There is a new episode on Open Science Radio. This is a German podcast about Open Science and other stuff that is related. They also have some episodes. One thing they talk about it is Jeffrey Leek, a researcher in (bio-)statistics who wrote a book about being a modern scientist, which you can get for free or for a donation. And he also teaches classes via Cursera in Data Science. I can also recommend a lot episode 59 of open science radio about OpenML, which I think is also a very cool project

Google is open sourcing a tool for visualization of high dimensional data, Tensor Flow. The standard visualization shows word vectors. In my opinion this visualization is a little tricky because stuff that appears to be close in this three-dimensional view is in the real vector space with a couple hundred dimensions not close. But it is still a nice tool in order to explore how word vectors behave on a very large dataset that you do not even have to train yourself. You can also use the tool for plotting other high dimensional data.

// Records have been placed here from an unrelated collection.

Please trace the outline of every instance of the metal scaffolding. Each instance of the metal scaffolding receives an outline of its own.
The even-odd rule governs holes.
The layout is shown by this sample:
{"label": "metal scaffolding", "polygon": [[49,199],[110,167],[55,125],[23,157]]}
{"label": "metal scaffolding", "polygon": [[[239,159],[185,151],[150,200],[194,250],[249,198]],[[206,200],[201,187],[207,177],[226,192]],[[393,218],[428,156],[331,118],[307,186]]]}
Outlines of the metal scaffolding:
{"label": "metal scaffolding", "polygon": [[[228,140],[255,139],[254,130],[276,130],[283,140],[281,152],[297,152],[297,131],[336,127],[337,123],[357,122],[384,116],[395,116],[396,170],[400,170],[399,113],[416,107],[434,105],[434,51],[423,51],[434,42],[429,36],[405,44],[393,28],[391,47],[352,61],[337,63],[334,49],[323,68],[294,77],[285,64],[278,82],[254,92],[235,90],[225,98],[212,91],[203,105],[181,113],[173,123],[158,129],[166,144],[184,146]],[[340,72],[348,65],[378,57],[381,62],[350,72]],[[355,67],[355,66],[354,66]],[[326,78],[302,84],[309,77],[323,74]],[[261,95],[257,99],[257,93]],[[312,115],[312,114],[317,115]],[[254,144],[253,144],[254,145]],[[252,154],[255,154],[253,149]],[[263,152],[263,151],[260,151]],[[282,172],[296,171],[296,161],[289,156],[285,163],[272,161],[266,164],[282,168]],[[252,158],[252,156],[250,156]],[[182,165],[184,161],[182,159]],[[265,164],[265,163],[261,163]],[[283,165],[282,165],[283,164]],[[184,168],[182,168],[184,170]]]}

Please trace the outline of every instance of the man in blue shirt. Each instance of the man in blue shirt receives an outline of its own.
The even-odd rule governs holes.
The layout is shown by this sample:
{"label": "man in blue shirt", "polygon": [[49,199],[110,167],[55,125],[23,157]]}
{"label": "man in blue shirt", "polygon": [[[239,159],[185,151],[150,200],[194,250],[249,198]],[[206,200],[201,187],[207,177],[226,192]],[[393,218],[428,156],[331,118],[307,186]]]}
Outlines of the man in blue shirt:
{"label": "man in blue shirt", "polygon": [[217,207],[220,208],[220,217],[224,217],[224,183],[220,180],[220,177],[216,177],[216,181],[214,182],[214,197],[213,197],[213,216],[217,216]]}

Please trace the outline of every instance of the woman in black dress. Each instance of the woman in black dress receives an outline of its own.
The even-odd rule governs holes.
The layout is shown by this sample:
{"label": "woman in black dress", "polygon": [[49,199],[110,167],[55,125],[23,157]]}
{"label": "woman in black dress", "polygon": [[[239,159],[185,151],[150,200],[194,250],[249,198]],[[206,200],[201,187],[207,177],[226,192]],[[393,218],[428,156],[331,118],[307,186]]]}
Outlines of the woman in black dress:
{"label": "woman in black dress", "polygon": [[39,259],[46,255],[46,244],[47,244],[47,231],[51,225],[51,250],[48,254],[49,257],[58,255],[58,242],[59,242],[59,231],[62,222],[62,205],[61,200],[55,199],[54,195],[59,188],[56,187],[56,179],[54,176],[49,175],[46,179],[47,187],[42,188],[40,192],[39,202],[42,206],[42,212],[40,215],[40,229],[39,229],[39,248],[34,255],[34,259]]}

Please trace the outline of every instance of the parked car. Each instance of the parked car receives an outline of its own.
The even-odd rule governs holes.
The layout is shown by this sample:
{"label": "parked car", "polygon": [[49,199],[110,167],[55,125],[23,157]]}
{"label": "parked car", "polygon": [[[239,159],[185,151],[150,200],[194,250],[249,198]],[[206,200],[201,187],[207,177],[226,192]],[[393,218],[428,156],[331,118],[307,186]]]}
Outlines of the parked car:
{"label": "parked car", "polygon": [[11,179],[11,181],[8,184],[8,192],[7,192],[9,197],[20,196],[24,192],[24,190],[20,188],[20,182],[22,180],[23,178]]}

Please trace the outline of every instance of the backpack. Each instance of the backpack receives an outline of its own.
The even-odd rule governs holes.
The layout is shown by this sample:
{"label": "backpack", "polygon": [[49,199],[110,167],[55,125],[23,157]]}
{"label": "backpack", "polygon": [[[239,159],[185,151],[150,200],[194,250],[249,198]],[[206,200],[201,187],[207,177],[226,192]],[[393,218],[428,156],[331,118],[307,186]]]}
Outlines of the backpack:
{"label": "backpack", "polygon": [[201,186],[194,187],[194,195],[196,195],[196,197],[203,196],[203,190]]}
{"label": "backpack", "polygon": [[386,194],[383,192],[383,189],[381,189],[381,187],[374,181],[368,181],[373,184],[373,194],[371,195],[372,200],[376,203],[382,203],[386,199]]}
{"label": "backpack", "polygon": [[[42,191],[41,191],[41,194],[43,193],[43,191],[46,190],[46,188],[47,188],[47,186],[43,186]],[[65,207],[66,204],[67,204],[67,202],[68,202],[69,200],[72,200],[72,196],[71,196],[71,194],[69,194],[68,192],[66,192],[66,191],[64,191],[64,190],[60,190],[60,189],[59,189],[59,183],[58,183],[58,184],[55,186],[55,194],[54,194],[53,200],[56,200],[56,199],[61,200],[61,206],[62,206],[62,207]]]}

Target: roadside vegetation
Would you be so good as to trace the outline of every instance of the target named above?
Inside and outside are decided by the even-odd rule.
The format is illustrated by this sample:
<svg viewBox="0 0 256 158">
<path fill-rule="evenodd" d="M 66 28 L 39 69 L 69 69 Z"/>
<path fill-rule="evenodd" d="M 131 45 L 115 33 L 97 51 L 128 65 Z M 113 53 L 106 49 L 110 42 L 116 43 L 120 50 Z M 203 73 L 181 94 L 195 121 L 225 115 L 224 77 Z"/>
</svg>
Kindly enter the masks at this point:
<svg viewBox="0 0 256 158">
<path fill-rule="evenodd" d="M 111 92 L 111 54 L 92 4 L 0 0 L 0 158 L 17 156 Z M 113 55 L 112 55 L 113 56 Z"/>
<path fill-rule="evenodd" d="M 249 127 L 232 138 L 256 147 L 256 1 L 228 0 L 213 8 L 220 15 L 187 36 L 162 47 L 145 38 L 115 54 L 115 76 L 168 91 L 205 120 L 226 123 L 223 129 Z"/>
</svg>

Semantic Web Technologies – OWL, Rules and Reasoning

Summary of week four for the course Knowledge Engineering with Semantic Web Technologies 2015 by Harald Sack at OpenHPI.

RDFS Semantics: we need this because there was no formal description of the semantics and then the same querys gave back different results. So you add semantics. Every triple encoded in RDF is a statement and also a RDF-graph is also a statement.

OWL: based on a description logic it consists of classes, properties and individuals (instances of classes)

OWL2 has different flavors with three different dialects (EL, RL, QL), DL (based on description logic and Full (DL is decidable, Full is not). There are different ways to create ontologies. The most important (and shortest) are Manchester Syntax and Turtle.

Classes, properties and individuals in OWL are comparable with the ones in RDFS.

OWL contains NamedIndividuals, which can be introduced directly.

An editor for Ontologies is protege, which can be used as web or desktop application, there are also short courses at their homepage.

Deeper knowledge about OWL in the extra lectures.